Canvas users were locked out during finals last week after a cyberattack disrupted the platform that many U.S. schools and universities use for grades and course materials, and Instructure said Tuesday it has since reached an agreement with the hackers behind the breach. In a post, the company said the deal centered on deleting the data the attackers stole, though Instructure did not say whether money changed hands or identify who carried out the intrusion.
Instructure said it received “digital confirmation” from the unauthorized actor that any remaining copies of the data had been destroyed, describing the confirmation as “shred logs.” The company also said it received the data back, and it said its decision reflected concerns that the stolen information could be published.
Instructure acknowledged that it could not have full assurance the information was erased beyond the point of the hackers’ reported actions. “While there is never complete certainty when dealing with cybercriminals, we believe it was important to take every step within our control to give customers additional peace of mind, to the extent possible,” the company said.
The dispute traces back to a last week’s breach in which ShinyHunters claimed responsibility and threatened to leak data involving nearly 9,000 schools worldwide and 275 million individuals unless schools paid a ransom by May 6. ShinyHunters later extended that deadline, indicating some schools had engaged with the group to negotiate.
Instructure temporarily took the Canvas system offline while it investigated the cyberattack, blocking access for students and faculty who rely on the platform to manage grades, view course notes and assignments, and communicate inside classes. Some courses also use Canvas for quizzes and exams or as a submission portal for final projects and papers.

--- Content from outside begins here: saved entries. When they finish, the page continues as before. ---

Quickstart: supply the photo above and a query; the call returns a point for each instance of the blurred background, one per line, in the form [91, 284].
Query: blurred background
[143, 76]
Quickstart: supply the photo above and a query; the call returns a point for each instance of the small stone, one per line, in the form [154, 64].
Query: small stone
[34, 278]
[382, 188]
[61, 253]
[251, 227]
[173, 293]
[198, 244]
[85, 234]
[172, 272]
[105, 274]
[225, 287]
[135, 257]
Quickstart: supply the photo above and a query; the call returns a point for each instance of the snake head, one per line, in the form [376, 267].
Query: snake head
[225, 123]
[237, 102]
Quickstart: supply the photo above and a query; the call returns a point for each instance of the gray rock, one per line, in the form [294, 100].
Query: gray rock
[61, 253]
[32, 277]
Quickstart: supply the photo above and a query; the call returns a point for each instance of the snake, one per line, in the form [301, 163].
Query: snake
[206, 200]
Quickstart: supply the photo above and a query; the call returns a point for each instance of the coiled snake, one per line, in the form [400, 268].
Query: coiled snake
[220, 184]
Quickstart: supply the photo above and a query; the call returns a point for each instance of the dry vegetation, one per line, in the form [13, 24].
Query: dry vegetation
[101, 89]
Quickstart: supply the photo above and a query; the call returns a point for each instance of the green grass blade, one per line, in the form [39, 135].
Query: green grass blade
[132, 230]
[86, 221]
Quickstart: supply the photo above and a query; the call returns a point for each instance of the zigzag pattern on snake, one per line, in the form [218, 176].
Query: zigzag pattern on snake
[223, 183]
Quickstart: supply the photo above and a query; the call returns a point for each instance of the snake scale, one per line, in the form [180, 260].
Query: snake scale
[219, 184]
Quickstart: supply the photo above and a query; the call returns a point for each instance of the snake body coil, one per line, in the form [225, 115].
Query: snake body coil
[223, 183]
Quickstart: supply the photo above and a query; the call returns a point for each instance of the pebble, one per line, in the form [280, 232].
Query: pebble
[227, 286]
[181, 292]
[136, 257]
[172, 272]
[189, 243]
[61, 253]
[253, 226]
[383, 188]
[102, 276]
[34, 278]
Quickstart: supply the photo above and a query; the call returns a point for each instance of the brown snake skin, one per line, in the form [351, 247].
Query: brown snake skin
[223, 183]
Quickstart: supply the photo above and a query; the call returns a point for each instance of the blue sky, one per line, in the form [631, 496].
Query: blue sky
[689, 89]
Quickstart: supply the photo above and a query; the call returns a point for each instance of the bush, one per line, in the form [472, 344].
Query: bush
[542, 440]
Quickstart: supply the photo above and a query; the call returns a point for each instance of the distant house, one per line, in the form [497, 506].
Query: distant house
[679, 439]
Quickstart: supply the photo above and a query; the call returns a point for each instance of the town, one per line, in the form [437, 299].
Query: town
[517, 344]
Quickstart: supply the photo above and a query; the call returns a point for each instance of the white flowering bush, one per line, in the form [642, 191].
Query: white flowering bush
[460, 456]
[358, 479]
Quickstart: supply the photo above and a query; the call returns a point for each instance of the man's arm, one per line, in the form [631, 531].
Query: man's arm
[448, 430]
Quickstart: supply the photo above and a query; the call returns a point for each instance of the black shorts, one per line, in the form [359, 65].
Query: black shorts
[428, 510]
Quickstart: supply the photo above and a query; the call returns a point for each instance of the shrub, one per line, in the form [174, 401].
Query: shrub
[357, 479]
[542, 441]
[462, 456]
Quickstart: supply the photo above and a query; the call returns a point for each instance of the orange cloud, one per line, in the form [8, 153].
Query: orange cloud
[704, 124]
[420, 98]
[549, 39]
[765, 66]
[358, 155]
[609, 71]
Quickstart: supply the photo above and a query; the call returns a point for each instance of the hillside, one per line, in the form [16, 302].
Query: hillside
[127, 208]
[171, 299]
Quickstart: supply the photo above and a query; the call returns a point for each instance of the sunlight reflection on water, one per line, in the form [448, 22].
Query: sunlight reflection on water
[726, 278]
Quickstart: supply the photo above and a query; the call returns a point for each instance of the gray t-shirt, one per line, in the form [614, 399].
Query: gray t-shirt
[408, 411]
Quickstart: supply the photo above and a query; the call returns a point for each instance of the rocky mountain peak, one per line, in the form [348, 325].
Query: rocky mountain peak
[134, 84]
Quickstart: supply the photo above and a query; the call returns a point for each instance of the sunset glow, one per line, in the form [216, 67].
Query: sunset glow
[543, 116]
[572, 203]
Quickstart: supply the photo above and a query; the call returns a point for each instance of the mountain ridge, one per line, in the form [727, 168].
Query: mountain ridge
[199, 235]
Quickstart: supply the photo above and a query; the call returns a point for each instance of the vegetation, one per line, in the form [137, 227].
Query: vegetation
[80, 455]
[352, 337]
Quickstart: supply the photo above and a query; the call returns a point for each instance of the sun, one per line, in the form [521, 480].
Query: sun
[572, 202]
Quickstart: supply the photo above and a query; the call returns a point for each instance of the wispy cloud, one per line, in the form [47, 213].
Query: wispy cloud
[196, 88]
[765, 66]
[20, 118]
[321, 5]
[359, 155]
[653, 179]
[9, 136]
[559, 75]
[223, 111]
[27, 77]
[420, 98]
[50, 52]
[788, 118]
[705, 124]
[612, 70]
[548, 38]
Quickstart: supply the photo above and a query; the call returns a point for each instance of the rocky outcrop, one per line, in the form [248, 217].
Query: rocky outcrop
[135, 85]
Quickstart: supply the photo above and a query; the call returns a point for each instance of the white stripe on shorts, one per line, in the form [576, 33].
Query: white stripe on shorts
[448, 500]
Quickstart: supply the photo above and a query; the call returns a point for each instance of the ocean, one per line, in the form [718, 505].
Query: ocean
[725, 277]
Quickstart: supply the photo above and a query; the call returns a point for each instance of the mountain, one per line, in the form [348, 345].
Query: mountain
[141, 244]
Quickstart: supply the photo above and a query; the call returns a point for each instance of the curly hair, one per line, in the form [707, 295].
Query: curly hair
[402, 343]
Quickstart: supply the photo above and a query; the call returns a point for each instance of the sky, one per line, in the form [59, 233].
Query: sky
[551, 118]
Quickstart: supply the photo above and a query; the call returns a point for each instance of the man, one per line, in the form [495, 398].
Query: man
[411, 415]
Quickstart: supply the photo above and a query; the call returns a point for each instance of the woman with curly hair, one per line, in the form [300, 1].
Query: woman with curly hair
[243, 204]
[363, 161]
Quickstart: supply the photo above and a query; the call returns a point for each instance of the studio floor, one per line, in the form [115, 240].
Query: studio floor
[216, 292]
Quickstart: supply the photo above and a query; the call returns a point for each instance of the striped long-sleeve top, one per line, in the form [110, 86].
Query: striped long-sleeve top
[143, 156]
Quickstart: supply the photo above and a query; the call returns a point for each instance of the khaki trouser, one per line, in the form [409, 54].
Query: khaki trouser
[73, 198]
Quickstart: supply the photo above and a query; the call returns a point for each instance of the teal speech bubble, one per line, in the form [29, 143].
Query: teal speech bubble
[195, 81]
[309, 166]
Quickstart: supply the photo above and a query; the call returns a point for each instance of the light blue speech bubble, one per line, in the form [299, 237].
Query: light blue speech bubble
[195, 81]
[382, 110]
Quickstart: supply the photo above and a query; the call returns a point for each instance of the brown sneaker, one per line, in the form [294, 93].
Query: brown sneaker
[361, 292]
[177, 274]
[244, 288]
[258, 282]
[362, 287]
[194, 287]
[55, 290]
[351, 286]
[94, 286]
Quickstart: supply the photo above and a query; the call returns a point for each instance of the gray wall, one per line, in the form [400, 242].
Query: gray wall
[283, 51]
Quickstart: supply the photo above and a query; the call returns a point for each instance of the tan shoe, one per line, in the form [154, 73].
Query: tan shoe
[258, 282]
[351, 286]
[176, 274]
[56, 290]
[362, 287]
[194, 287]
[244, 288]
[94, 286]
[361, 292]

The company said the breach involved student ID numbers, email addresses, names and messages on the Canvas platform, while it found no evidence that passwords, dates of birth, government identification or financial information were compromised. Instructure said it was working with “expert vendors” to perform a forensic analysis, “further harden” its systems and carry out a “comprehensive review of the data involved.”
Cybersecurity experts were not convinced the deal ended the incident. Cynthia Kaiser, a former deputy director of the FBI’s Cyber Division and now the senior vice president of the Halcyon Ransomware Research Center, said the reported agreement suggests a ransom was likely paid. “What victims must understand is that payment does not end the threat,” Kaiser said in a written statement. “Stolen data will be used against clients and users for as long as it remains profitable to do so.”

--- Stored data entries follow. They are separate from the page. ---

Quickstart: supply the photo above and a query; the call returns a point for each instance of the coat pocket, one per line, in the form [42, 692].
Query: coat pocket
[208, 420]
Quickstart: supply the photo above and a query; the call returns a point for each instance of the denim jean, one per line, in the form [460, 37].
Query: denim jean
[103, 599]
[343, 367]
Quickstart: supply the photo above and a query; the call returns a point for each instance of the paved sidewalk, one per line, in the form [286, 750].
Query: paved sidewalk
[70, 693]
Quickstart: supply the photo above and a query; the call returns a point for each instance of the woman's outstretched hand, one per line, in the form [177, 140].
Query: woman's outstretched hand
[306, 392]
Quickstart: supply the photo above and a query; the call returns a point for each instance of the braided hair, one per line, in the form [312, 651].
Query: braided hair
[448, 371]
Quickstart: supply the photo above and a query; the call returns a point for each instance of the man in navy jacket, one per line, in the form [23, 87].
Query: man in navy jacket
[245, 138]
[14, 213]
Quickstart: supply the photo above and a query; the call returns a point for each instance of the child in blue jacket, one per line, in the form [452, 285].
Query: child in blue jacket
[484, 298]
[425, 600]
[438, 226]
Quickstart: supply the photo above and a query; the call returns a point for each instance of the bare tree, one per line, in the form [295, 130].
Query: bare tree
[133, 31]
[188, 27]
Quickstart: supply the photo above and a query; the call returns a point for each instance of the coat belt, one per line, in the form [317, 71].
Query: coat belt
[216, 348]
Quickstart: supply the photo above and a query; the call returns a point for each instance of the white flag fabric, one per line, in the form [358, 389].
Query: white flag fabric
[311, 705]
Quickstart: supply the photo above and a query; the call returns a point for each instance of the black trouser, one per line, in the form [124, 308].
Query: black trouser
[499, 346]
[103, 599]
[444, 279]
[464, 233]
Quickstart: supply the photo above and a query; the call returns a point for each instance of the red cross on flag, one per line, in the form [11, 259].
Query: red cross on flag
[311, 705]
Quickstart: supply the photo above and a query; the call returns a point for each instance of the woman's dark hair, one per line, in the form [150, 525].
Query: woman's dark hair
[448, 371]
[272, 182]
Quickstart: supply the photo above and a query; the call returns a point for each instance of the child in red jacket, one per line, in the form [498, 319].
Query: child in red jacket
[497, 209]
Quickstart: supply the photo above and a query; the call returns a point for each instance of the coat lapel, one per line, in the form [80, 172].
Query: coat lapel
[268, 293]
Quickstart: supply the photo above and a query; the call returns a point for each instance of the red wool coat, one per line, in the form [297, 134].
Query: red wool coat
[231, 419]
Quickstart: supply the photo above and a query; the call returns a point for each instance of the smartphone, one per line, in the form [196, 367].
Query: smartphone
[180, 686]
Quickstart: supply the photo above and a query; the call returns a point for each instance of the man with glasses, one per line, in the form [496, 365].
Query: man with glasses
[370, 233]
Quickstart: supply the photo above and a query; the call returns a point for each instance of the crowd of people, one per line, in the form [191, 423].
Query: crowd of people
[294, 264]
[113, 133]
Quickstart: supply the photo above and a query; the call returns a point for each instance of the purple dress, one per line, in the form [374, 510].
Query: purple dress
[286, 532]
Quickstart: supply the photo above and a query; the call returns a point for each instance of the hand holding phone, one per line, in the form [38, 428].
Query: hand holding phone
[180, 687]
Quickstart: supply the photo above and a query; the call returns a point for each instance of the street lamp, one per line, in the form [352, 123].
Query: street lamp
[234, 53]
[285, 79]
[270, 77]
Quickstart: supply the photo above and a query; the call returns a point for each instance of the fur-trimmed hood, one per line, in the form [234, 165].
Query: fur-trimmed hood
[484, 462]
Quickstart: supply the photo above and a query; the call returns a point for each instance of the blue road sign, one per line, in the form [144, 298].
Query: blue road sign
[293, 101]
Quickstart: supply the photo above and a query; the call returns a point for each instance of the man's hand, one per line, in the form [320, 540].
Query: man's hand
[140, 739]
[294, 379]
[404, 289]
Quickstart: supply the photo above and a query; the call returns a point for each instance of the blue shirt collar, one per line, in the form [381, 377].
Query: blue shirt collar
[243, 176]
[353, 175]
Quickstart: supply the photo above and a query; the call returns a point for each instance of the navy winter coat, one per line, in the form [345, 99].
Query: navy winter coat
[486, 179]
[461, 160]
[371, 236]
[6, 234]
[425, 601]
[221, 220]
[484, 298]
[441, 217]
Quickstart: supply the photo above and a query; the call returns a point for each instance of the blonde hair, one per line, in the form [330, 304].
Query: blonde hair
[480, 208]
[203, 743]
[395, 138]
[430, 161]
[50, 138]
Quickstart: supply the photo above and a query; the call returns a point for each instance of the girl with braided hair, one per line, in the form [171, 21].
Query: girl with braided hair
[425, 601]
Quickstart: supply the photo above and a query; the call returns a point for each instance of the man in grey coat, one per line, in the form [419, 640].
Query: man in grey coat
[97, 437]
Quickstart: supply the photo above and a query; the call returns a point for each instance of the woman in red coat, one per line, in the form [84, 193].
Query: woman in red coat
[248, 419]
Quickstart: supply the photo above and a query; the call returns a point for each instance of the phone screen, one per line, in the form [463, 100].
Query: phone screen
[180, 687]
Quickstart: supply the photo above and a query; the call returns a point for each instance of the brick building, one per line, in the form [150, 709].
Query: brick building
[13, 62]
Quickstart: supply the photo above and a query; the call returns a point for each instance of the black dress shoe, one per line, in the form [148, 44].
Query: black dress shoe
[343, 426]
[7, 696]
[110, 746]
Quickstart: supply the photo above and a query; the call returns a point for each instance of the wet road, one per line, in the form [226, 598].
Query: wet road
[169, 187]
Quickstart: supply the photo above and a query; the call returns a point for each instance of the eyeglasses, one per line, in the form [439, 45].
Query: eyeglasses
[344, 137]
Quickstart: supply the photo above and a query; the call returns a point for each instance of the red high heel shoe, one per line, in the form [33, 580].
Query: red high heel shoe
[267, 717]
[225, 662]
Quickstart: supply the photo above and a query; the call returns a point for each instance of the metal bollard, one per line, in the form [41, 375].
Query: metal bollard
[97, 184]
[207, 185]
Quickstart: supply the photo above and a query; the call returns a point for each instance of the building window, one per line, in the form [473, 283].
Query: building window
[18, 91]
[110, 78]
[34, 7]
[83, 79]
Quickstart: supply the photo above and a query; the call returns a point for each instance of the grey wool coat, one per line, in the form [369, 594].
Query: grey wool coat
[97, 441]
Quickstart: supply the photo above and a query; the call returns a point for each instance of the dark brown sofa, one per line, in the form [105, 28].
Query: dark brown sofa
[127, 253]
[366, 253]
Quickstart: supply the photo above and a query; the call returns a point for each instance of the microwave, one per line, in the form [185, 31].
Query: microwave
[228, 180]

Kaiser’s warning came amid legal pressure on Instructure. A lawsuit filed last week in federal court in Utah alleged that Instructure did not do enough to protect the platform used by millions of students and made Canvas “easy prey for cybercriminals.” The hacking group ShinyHunters also was linked to a smaller Infrastructure breach last year, according to the report.
Instructure’s account does not include additional details about the agreement, including whether it involved a payment or who was behind the hack. The company said it received “shred logs” as part of the arrangement but also said there is no complete certainty in dealing with cybercriminals.